Researchers are working on a lightweight, flying saucer-style flying vehicle that can glide over the surface of the Moon and other airless objects such as asteroids. This vehicle will be powered by the electric field created by direct exposure to the Sun and its surrounding plasma. In the absence of an atmosphere, this sun exposure creates a charge that can lift dust more than a meter into the air, and it looks like it might be possible to harness that energy somehow.
The vehicle will be made of a material called Mylar, which becomes electrically charged when struck by the sun’s rays. Small ion beams will be used both to charge the vehicle and to increase the natural surface charge, opposing gravity.
“A self-rising vehicle doesn’t have to deal with wheels or moving parts,” says aerospace engineer Paulo Lozano of the Massachusetts Institute of Technology (MIT). As long as you don’t have physical contact with the asteroid, you can easily navigate and research on it.”
Ion engines, called ionic-liquid ion sources, have previously been used to propel satellites through space. The vehicle’s primary fuel will be molten salt, which shoots out as a beam of nozzles when struck with an electrical charge.

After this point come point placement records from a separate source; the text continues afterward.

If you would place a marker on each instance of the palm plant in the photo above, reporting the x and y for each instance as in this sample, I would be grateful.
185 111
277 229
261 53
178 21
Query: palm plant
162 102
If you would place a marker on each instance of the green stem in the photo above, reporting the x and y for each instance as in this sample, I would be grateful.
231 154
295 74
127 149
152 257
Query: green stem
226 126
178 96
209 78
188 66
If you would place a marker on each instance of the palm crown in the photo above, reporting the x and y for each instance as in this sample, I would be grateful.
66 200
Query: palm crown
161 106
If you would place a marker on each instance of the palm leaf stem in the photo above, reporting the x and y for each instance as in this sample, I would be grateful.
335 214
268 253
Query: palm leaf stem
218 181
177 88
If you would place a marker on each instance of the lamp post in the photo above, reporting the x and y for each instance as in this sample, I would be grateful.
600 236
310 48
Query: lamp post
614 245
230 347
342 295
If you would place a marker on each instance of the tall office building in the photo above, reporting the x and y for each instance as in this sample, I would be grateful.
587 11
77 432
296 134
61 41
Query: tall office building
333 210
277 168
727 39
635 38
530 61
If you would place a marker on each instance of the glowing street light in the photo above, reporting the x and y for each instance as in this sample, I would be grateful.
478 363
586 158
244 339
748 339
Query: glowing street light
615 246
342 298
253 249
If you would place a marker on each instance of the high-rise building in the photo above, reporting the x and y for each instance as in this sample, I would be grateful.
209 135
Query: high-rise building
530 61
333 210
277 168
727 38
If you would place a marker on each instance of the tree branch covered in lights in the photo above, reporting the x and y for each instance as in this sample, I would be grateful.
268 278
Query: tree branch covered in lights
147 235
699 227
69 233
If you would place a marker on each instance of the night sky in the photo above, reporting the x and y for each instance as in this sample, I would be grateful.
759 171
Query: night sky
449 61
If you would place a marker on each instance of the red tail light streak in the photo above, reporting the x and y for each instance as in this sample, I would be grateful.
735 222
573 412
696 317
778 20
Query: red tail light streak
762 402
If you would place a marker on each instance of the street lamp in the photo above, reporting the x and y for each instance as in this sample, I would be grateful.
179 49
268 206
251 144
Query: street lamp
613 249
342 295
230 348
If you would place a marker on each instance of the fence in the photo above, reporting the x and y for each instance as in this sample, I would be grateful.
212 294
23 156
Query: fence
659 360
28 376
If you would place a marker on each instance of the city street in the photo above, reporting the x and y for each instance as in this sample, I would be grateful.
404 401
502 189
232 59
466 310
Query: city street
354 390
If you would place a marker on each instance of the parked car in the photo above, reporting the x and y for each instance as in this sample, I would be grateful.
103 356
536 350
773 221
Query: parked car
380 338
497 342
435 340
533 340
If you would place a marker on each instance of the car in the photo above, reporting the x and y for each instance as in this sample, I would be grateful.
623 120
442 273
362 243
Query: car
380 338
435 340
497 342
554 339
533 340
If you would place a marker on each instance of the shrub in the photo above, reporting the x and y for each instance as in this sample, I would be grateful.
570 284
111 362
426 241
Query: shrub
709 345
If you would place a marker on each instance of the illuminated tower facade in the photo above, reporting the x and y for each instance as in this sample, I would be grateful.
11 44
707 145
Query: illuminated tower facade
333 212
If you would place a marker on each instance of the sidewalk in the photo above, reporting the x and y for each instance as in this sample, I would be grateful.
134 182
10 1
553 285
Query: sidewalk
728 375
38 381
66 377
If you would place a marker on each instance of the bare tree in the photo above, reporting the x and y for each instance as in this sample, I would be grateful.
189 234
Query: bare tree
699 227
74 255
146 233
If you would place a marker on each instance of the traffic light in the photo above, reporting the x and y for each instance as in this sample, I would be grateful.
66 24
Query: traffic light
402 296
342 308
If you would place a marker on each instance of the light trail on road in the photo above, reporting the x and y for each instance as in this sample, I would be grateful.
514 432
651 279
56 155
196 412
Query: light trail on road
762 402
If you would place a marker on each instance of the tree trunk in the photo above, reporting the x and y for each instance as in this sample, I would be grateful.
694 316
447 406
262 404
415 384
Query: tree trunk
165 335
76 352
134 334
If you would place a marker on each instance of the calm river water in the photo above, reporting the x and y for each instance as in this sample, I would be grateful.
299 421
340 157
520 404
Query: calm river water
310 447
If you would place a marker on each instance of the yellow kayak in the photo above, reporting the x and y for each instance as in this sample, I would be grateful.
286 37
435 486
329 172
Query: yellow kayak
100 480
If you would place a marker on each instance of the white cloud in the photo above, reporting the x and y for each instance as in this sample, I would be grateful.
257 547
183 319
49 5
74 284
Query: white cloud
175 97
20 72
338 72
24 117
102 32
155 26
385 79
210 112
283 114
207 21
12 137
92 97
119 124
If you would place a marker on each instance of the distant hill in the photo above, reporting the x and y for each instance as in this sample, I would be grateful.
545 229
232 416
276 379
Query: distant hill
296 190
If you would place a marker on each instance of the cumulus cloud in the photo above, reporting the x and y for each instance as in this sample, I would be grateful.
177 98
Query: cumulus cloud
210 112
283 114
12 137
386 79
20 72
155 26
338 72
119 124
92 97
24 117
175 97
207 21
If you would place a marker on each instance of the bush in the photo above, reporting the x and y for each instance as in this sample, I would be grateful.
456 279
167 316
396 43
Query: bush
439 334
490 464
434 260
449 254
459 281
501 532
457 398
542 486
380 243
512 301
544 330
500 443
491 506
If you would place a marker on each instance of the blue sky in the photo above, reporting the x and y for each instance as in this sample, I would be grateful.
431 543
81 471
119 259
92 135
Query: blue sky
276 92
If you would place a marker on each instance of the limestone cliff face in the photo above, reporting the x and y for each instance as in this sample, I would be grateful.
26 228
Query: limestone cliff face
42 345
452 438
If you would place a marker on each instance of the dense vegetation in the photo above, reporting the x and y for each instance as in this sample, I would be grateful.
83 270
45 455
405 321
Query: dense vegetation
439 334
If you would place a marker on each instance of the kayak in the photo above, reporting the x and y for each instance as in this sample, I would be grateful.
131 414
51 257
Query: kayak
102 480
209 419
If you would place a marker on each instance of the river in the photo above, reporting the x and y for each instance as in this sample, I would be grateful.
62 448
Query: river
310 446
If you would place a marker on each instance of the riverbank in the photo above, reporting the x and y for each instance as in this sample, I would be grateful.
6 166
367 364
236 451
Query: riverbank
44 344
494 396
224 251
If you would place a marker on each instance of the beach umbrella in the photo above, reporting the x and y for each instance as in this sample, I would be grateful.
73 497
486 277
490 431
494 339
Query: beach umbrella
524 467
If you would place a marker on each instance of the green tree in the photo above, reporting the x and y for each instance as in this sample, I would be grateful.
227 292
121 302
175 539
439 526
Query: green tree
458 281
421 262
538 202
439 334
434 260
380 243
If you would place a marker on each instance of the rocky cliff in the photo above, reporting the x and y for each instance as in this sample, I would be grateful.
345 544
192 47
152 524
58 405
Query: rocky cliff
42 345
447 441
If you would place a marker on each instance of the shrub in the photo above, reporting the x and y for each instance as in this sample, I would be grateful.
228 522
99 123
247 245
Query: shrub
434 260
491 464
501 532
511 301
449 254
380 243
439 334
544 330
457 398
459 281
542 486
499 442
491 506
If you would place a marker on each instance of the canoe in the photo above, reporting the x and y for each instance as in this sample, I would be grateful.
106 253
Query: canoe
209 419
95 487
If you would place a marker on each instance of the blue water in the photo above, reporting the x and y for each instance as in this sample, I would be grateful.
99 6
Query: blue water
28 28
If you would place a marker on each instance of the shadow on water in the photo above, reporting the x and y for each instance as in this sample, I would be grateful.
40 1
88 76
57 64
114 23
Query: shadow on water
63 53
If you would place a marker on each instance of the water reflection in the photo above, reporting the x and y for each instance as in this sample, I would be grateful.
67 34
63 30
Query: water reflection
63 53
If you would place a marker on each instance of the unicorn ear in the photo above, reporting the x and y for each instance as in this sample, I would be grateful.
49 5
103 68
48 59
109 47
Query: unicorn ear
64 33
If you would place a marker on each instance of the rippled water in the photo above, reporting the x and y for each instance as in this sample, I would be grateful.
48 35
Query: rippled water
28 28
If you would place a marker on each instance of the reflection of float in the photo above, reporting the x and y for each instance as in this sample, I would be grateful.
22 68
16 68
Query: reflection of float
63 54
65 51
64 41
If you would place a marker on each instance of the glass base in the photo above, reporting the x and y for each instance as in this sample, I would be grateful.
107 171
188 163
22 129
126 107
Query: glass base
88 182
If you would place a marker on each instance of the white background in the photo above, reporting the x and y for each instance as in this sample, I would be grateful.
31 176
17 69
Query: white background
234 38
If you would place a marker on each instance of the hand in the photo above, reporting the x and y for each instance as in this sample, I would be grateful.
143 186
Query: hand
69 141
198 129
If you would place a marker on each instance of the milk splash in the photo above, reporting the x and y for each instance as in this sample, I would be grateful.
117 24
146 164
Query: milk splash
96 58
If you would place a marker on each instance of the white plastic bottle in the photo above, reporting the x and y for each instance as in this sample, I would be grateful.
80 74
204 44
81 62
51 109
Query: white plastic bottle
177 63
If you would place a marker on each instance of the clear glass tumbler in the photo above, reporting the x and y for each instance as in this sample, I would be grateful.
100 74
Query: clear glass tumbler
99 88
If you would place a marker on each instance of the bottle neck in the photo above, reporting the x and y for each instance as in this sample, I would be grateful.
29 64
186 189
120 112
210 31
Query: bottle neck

In a laboratory experiment using ionic-liquid ion sources to generate an electrostatic force, the team was able to lift a palm-sized vehicle, about 60 grams, into the air. “Our design consumes very little power and generates very large voltages. The power requirement is very low so you can run it for as long as you want,” says Lozano.
The research was published in the Journal of Spacecraft and Rockets.